Pentecost: An Easter Story


This Sunday is the eighth Sunday of Easter, more commonly known as Pentecost. Despite a multitude of liturgical reminders of that fact, it's easy to forget that Pentecost is an Easter moment. We still open the service with "Alleluia. Christ is risen." The Pascal Candle remains lit (unless you're part of a congregation that ignores the rubrics and extinguishes it after Ascension day). The "Alleluia, Alleluia" is added to the dismissal one more time (unless you're part of a congregation that ignores the rubrics and adds it all year long).

Part of the problem is the fact that Pentecost is a big day (principal feast) with its own color (red) and its own traditions. Another problem is the fact that many casually refer to the upcoming liturgical season, properly identified as the "Season after Pentecost," as "the Season of Pentecost." But Pentecost isn't a season; it's a day. All those Sundays after it, which used to be reckoned as Sundays after Trinity Sunday, are ordinary time, but Pentecost is Easter. So distinct is the transition from Pentecost as the last day of Easter to the ordinary time that follows that the lectionary, which usually allows Sunday's propers to be observed throughout the week, dictates that proper observed during the rest of the week after Pentecost is whatever proper most closely falls on the calendar, in this case Proper 5 (see BCP p. 917).

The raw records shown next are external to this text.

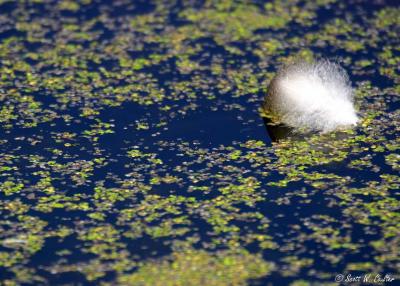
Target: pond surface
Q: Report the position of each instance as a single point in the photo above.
(133, 151)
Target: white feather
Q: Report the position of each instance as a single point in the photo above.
(314, 96)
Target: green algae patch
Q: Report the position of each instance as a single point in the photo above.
(194, 267)
(132, 149)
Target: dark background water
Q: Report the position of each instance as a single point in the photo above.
(60, 161)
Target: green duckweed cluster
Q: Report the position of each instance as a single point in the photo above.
(106, 178)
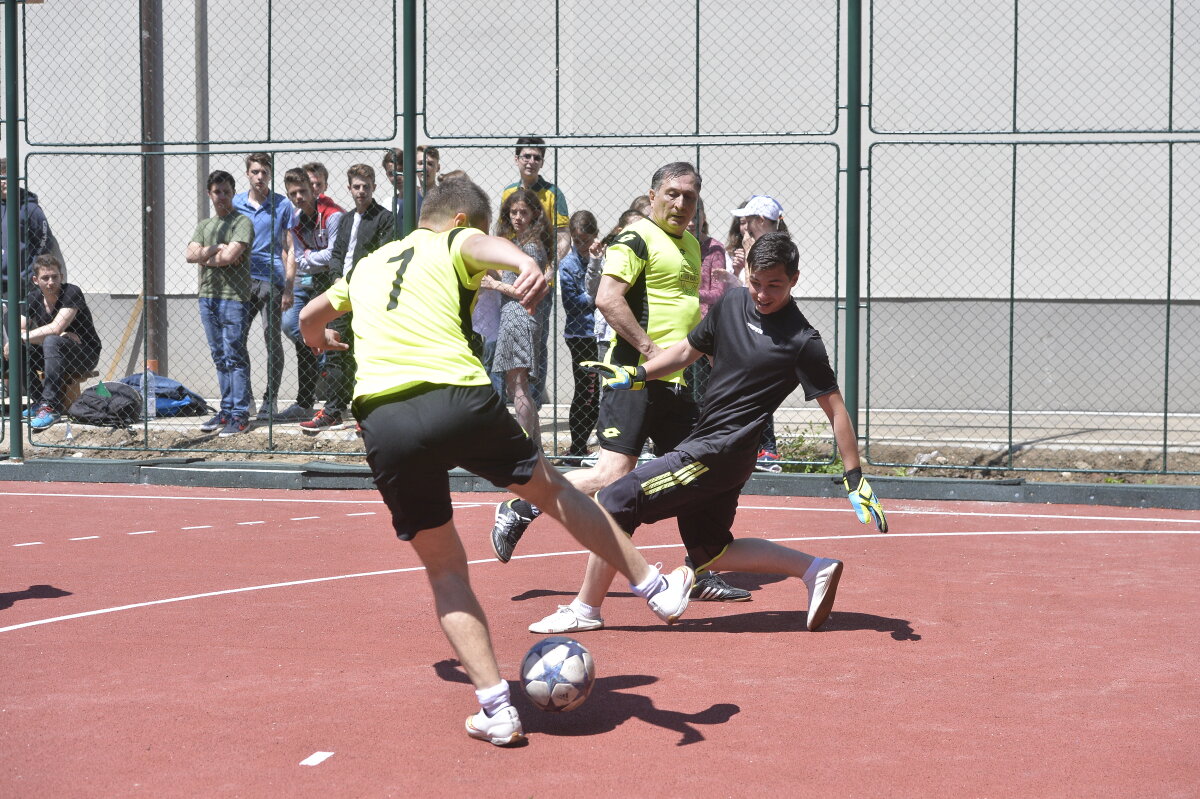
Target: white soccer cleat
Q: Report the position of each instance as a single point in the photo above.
(564, 619)
(502, 730)
(671, 602)
(822, 588)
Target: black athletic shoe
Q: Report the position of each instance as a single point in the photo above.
(711, 588)
(511, 520)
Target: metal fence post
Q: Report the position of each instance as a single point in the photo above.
(12, 154)
(853, 215)
(154, 188)
(409, 133)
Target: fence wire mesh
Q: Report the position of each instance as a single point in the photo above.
(1031, 293)
(1020, 292)
(1011, 66)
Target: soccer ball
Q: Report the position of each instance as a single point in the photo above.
(557, 674)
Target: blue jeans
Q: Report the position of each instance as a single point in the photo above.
(265, 298)
(226, 324)
(307, 365)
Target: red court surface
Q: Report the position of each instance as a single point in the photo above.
(177, 642)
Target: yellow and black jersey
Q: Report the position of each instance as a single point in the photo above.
(663, 272)
(412, 301)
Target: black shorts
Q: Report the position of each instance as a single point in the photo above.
(414, 439)
(702, 498)
(661, 412)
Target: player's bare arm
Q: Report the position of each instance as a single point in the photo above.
(611, 301)
(313, 318)
(834, 407)
(484, 253)
(677, 356)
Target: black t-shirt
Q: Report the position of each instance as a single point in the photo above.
(70, 298)
(757, 361)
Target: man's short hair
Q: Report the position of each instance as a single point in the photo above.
(773, 248)
(297, 176)
(263, 158)
(46, 260)
(532, 143)
(360, 170)
(220, 176)
(672, 170)
(318, 167)
(585, 222)
(456, 196)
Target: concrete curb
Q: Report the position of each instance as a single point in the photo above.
(319, 474)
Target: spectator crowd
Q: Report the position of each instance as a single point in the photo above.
(265, 256)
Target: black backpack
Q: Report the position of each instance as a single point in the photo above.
(117, 406)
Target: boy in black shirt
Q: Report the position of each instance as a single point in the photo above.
(762, 349)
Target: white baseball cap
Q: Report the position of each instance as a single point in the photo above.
(761, 205)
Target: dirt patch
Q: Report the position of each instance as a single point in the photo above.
(286, 443)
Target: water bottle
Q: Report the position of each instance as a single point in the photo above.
(150, 394)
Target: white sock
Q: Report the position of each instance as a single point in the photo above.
(653, 583)
(814, 568)
(583, 610)
(493, 698)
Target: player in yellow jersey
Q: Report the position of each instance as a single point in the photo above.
(426, 406)
(649, 294)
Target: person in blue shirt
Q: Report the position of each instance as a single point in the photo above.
(273, 266)
(579, 330)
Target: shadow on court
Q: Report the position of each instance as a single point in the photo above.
(737, 578)
(34, 592)
(790, 622)
(610, 706)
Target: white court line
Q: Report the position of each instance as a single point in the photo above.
(882, 536)
(198, 499)
(316, 758)
(957, 514)
(469, 504)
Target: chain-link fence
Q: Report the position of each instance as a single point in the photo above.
(1029, 278)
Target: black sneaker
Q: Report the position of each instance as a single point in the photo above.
(235, 426)
(511, 521)
(215, 424)
(323, 420)
(711, 588)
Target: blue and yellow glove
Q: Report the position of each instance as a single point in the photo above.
(613, 376)
(864, 500)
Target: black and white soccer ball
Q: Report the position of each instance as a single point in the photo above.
(558, 673)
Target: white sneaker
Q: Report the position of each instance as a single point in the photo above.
(503, 730)
(671, 602)
(822, 589)
(565, 619)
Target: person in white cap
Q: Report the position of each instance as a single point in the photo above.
(762, 214)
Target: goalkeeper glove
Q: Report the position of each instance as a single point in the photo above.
(613, 376)
(864, 500)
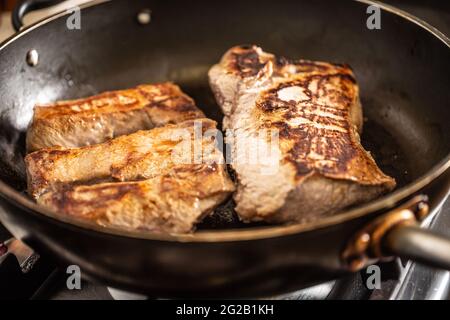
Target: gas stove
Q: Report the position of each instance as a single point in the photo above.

Pentecost is Easter, and the story of Pentecost is an Easter story. Over and over, Jesus told his disciples to remain and wait for the coming Holy Spirit. The first collect option reminds us that the Holy Spirit is a "promised gift." The descent of the Spirit is not an afterthought or a secondary accommodation. As we read in the gospel lesson from John 14, Jesus' return to the Father and the coming of the Holy Spirit are part of the same movement--accomplishing the same purpose. Easter is our celebration of God's victory, God's salvation, and that celebration cannot be complete until the gift of eternal life is "shed abroad...throughout the world." In other words, we can't end Easter until the truth of Easter reaches everyone--or at least until it has been opened up beyond a particular moment, a particular manifestation, a particular language and made accessible to all.

This is an Easter Sunday. Pentecost completes the proclamation and celebration of Easter. We can't finish any other way. Now that we know the power of the Spirit, now that we've seen it come to the earth, can you imagine completing the good news of the resurrection any other way? The good news of Easter began with the woman at the empty tomb, spread to the disciples (albeit gradually), and continued as Jesus revealed himself to his followers. This spreading of the good news didn't stop when Jesus ascended into heaven nor was it in any way diminished. Jesus returning to the father allows the power of the resurrection to continue in all time and space, animated--breathed--by the Holy Spirit. This is Easter. For one more Sunday, one more day, this is Easter. Once Pentecost is complete, we have received the good news of Jesus' victory over death completely. Then, as the ordinary time of the rest of human history unfolds, we have what we need to carry that good news to the ends of the earth.